Malatya Kent Konseyi Genel Sekreteri Tarihçi -Yazar - Avukat Abdülkadir Artan,
Mehmet Akif Ersoy’un yaşamından bazı anekdotlardan bahsederek “İlkokulda İstiklal
Marşı’mızı ezberledim. İstiklal Marşımızdan sonra ezberlediğim şiir ise Mehmet Akif Ersoy’a
ait Çanakkale Şehitlerine adlı eserleridir. Bu şiirlere baktığımızda onun bizden birisi,
içimizden birisi olduğunu gördüm. Osmanlı Devleti’nin 19. Yüzyılı zor yıllardır. Balkan
ülkelerinden bazı devletlerin kurulması için savaşların olduğu yıllardır. Mehmet Akif, Balkan
havası almış bir ailenin mensubudur. Mehmet Akif, Balkanlı bir baba ile Türkistanlı bir
ananın çocuğu olarak dünyaya gelmiştir. Mehmet Akif, bazen halkın anlayacağı dilde
hikâyeleri kaleme almıştır. Mehmet Akif, medrese eğitiminin yanı sıra gördüğü baytarlık
eğitimi, İslami kültürle çağdaş teknolojiyi beraberce görmesini sağlamıştır. Akif’in bu özelliği
hayatı boyunca devam edecektir. O Batı’nın fennini ve tekniğini mutlaka almamız gereken bir
idrake sahipti. Ama ayını zamanda Türk Milletinin ruh köküne, İslam’a, Türk Milletinin milli
değerlerine bağlı olma noktasında da ömrünün sonuna kadar hassas kalmıştır. Ama maalesef
eğitimini aldığı yıllarda Osmanlı Devleti dört bir yandan savaş halindeydi. Böyle bir ortam da
böyle bir dünyada Mehmet Akif Ersoy Sebilürreşat Dergisi’nde arkadaşları ile birlikte
insanları aydınlatmakta ve şiirler yazmaktaydı. Ve İstiklal Marşı’mız bu anlamda bir
manifestodur. Bir çağrıdır ve bir haykırıştır. Ama Mehmet Akif Ersoy sadece İstiklal
Marşı’ndan ibaret değildir. Sevgili Gençler, Safahatı okumanızı sizlerden isterim. Safahat’ın
her bir satırı ayrı bir sorunumuzun dışa vurulmuş halidir. Elbette Akif’i başka yerlerde de
görürsünüz. Birileri ecdadına mı saldırdı, orada Akif gürler. Mehmet Akif Ersoy ile ilgili
bizim anlatacağımız çok şey var. Mehmet Akif, gençlere ‘Asım’ın Nesli’ diyor. Sevgili
gençler, ben sizleri Asım’ın Nesli olarak görüyorum.
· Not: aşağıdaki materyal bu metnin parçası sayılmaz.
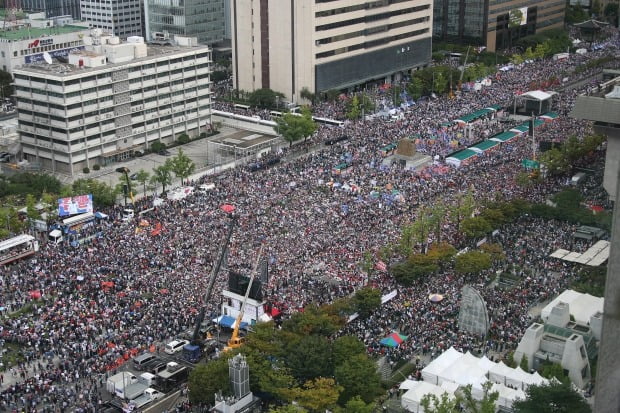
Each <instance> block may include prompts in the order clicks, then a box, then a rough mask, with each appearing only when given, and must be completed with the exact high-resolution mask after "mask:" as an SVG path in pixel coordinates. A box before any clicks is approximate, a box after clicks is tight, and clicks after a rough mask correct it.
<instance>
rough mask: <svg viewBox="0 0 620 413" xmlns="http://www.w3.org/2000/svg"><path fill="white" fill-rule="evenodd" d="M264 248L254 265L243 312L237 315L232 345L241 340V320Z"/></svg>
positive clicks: (249, 293) (242, 309)
mask: <svg viewBox="0 0 620 413" xmlns="http://www.w3.org/2000/svg"><path fill="white" fill-rule="evenodd" d="M264 246H265V244H261V246H260V250H259V251H258V257H256V262H255V263H254V268H253V269H252V276H251V277H250V282H249V284H248V288H247V289H246V290H245V296H244V297H243V303H242V304H241V311H239V315H237V320H235V328H234V330H233V333H232V336H231V337H230V343H235V342H236V341H238V339H239V327H240V326H241V320H242V319H243V314H244V313H245V305H246V304H247V302H248V297H249V295H250V290H251V289H252V284H253V283H254V277H256V272H257V271H258V265H259V263H260V259H261V256H262V255H263V247H264Z"/></svg>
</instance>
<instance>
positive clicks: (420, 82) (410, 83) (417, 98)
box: [407, 76, 424, 100]
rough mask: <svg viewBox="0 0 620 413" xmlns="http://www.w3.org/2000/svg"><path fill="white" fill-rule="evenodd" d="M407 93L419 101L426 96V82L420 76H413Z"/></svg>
mask: <svg viewBox="0 0 620 413" xmlns="http://www.w3.org/2000/svg"><path fill="white" fill-rule="evenodd" d="M407 91H408V92H409V94H410V95H411V97H413V98H414V99H415V100H418V99H420V98H421V97H422V95H423V94H424V81H423V80H422V78H420V77H419V76H413V77H412V78H411V82H409V85H408V86H407Z"/></svg>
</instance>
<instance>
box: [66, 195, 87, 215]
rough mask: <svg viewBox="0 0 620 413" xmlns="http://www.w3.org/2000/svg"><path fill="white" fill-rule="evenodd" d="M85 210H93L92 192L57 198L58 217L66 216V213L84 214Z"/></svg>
mask: <svg viewBox="0 0 620 413" xmlns="http://www.w3.org/2000/svg"><path fill="white" fill-rule="evenodd" d="M87 212H93V196H92V194H88V195H78V196H74V197H68V198H60V199H58V216H59V217H66V216H67V215H75V214H85V213H87Z"/></svg>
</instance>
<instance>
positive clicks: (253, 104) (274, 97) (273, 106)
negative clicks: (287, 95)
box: [249, 88, 284, 109]
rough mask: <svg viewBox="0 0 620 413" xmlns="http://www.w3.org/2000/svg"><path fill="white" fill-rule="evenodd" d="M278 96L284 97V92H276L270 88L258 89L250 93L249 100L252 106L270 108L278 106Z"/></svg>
mask: <svg viewBox="0 0 620 413" xmlns="http://www.w3.org/2000/svg"><path fill="white" fill-rule="evenodd" d="M278 96H279V97H281V98H283V97H284V95H283V94H281V93H277V92H274V91H273V90H271V89H268V88H264V89H256V90H255V91H254V92H252V93H250V96H249V101H250V105H251V106H254V107H257V108H263V109H269V108H274V107H275V106H276V100H277V98H278Z"/></svg>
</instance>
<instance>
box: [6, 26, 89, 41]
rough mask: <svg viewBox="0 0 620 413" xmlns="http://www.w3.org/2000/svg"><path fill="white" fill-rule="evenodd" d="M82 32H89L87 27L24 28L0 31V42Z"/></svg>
mask: <svg viewBox="0 0 620 413" xmlns="http://www.w3.org/2000/svg"><path fill="white" fill-rule="evenodd" d="M84 30H89V29H88V26H79V25H75V24H69V25H65V26H54V27H46V28H44V29H39V28H36V27H30V28H27V27H25V26H24V27H21V28H19V29H15V30H0V40H1V39H6V40H9V41H17V40H29V39H38V38H40V37H44V36H54V35H58V34H67V33H74V32H81V31H84Z"/></svg>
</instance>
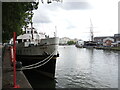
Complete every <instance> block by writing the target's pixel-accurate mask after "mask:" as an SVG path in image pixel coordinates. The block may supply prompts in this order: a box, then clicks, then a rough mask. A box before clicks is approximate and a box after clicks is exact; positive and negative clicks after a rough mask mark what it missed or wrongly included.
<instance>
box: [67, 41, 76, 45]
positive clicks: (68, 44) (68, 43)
mask: <svg viewBox="0 0 120 90" xmlns="http://www.w3.org/2000/svg"><path fill="white" fill-rule="evenodd" d="M67 44H68V45H74V44H75V42H74V41H68V42H67Z"/></svg>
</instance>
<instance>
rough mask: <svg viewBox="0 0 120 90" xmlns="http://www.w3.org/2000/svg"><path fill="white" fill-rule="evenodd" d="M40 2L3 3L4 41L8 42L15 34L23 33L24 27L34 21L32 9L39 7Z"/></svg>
mask: <svg viewBox="0 0 120 90" xmlns="http://www.w3.org/2000/svg"><path fill="white" fill-rule="evenodd" d="M38 4H39V3H38V2H3V3H2V41H3V42H7V41H8V40H10V39H11V38H12V36H13V32H17V35H19V34H21V33H22V28H23V27H26V26H27V25H28V24H29V23H31V22H32V16H33V13H32V10H35V9H37V8H38Z"/></svg>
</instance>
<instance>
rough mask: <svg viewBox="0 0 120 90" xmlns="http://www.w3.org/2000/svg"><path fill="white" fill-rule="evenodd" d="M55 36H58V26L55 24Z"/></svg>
mask: <svg viewBox="0 0 120 90" xmlns="http://www.w3.org/2000/svg"><path fill="white" fill-rule="evenodd" d="M54 36H55V37H57V26H55V32H54Z"/></svg>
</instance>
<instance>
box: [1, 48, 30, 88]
mask: <svg viewBox="0 0 120 90" xmlns="http://www.w3.org/2000/svg"><path fill="white" fill-rule="evenodd" d="M2 64H3V68H2V88H3V89H4V88H8V89H10V88H13V67H12V66H11V61H10V50H9V49H8V48H6V49H5V51H4V57H3V63H2ZM17 85H19V86H20V88H31V89H32V87H31V85H30V84H29V82H28V80H27V78H26V77H25V75H24V73H23V72H22V71H17Z"/></svg>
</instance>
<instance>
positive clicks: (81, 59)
mask: <svg viewBox="0 0 120 90" xmlns="http://www.w3.org/2000/svg"><path fill="white" fill-rule="evenodd" d="M59 54H60V57H59V58H57V62H56V74H55V77H56V80H50V79H47V78H45V77H44V76H43V77H42V76H39V77H41V78H39V80H38V79H36V80H35V78H34V80H30V82H31V83H32V86H33V87H35V88H41V87H42V88H81V87H82V88H118V55H119V54H120V52H118V51H114V52H113V51H105V50H97V49H86V48H76V47H75V46H59ZM28 76H29V77H30V76H31V75H28Z"/></svg>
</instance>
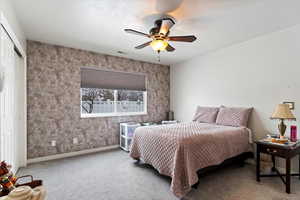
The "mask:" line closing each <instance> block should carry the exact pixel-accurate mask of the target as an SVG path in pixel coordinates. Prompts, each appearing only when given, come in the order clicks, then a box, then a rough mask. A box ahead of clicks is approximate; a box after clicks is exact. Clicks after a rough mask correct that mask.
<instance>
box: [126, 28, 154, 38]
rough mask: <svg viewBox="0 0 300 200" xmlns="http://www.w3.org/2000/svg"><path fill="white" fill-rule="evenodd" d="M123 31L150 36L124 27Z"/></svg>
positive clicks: (132, 33) (140, 32)
mask: <svg viewBox="0 0 300 200" xmlns="http://www.w3.org/2000/svg"><path fill="white" fill-rule="evenodd" d="M124 31H125V32H126V33H131V34H135V35H141V36H145V37H150V35H148V34H146V33H142V32H139V31H136V30H133V29H124Z"/></svg>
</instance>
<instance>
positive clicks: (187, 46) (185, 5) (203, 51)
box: [12, 0, 300, 64]
mask: <svg viewBox="0 0 300 200" xmlns="http://www.w3.org/2000/svg"><path fill="white" fill-rule="evenodd" d="M12 1H13V3H14V7H15V9H16V12H17V17H18V19H19V20H20V23H21V25H22V27H23V30H24V32H25V35H26V37H27V38H28V39H30V40H36V41H41V42H46V43H51V44H57V45H63V46H67V47H73V48H80V49H85V50H91V51H96V52H99V53H105V54H110V55H117V56H122V57H127V58H133V59H137V60H143V61H148V62H155V63H157V62H158V60H157V54H156V53H155V52H154V51H153V50H152V49H151V48H150V47H146V48H144V49H142V50H135V49H134V46H136V45H138V44H141V43H144V42H147V41H148V40H147V38H143V37H140V36H137V35H131V34H127V33H125V32H124V31H123V29H124V28H132V29H136V30H139V31H142V32H146V33H148V31H149V29H150V28H151V27H153V22H154V21H155V19H157V18H159V16H162V15H165V14H168V15H171V16H173V17H174V18H175V19H176V20H177V23H176V25H175V26H174V27H173V28H172V30H171V35H190V34H194V35H196V37H197V38H198V39H197V40H196V41H195V42H194V43H175V42H173V43H172V45H173V46H174V47H175V48H176V51H175V52H171V53H169V52H162V53H161V62H160V63H162V64H173V63H177V62H181V61H183V60H186V59H189V58H191V57H193V56H196V55H201V54H205V53H207V52H210V51H215V50H217V49H220V48H223V47H225V46H228V45H232V44H234V43H238V42H242V41H245V40H249V39H251V38H253V37H257V36H259V35H262V34H266V33H269V32H273V31H276V30H280V29H283V28H286V27H289V26H293V25H295V24H298V23H299V22H300V12H299V10H300V1H299V0H22V1H20V0H12ZM117 51H123V52H125V53H126V54H124V55H121V54H118V53H117Z"/></svg>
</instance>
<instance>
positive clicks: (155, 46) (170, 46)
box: [125, 18, 197, 53]
mask: <svg viewBox="0 0 300 200" xmlns="http://www.w3.org/2000/svg"><path fill="white" fill-rule="evenodd" d="M154 24H155V27H153V28H152V29H150V31H149V34H146V33H142V32H140V31H136V30H133V29H125V32H127V33H131V34H136V35H140V36H144V37H147V38H150V39H152V40H151V41H149V42H146V43H144V44H141V45H139V46H136V47H135V48H136V49H142V48H144V47H147V46H149V45H150V46H151V47H152V49H153V50H154V51H157V52H158V53H160V51H164V50H166V51H169V52H172V51H174V50H175V48H174V47H172V46H171V45H170V44H169V43H168V42H169V41H172V42H194V41H195V40H196V39H197V38H196V37H195V36H194V35H187V36H169V34H170V29H171V28H172V26H174V25H175V22H174V20H173V19H171V18H162V19H159V20H156V21H155V23H154Z"/></svg>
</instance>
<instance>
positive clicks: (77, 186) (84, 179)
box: [19, 150, 300, 200]
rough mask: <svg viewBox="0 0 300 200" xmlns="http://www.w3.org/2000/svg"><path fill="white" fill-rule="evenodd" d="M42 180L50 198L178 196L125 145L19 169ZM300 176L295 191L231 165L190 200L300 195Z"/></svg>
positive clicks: (138, 198) (171, 196) (290, 197)
mask: <svg viewBox="0 0 300 200" xmlns="http://www.w3.org/2000/svg"><path fill="white" fill-rule="evenodd" d="M21 174H23V175H24V174H32V175H34V176H35V177H36V178H39V179H43V180H44V183H45V186H46V188H47V190H48V200H71V199H72V200H79V199H80V200H173V199H174V200H176V199H177V198H175V197H174V196H173V194H172V193H171V192H170V190H169V187H170V179H168V178H166V177H162V176H160V175H158V174H157V172H156V171H155V170H153V169H151V168H150V167H148V166H145V165H136V164H134V161H133V160H132V159H130V158H129V156H128V153H126V152H123V151H121V150H115V151H110V152H103V153H97V154H90V155H85V156H79V157H73V158H68V159H62V160H56V161H49V162H43V163H38V164H32V165H29V166H28V167H27V168H23V169H21V170H20V171H19V175H21ZM299 189H300V180H299V179H297V178H296V177H294V178H292V194H290V195H288V194H286V193H285V192H284V191H285V190H284V185H283V183H282V182H281V180H280V179H279V178H263V179H262V181H261V183H257V182H256V181H255V167H254V166H252V165H246V166H245V167H243V168H240V167H238V166H231V167H228V168H225V169H221V170H218V171H217V172H214V173H210V174H207V175H205V176H204V177H202V178H201V180H200V185H199V187H198V189H197V190H194V189H193V190H192V191H191V192H190V193H189V194H188V195H187V196H186V197H185V198H184V199H185V200H254V199H255V200H256V199H257V200H287V199H289V200H296V199H297V200H299V199H300V190H299Z"/></svg>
Mehmet Akif Ersoy çeşitli sebeplerle ülkemizi terk etmek zorunda kaldı ve Mısır’a gitti. Daha
sonra hastalandı. Ülkemizde vefat etmek için Türkiye’ye dönme kararı aldı ve daha sonra
Akif, Rabbine kavuştu. Yaşadığı son dönemlerde kıymeti bilinmese de bizler Akif’in
kıymetini biliyoruz. Akif’in Türk Milletinin birleştiren bir yapı taşı olduğunun farkındayız.
Bu güzel insanı anma programında kendisini rahmet ve minnetle yâd ediyorum” dedi.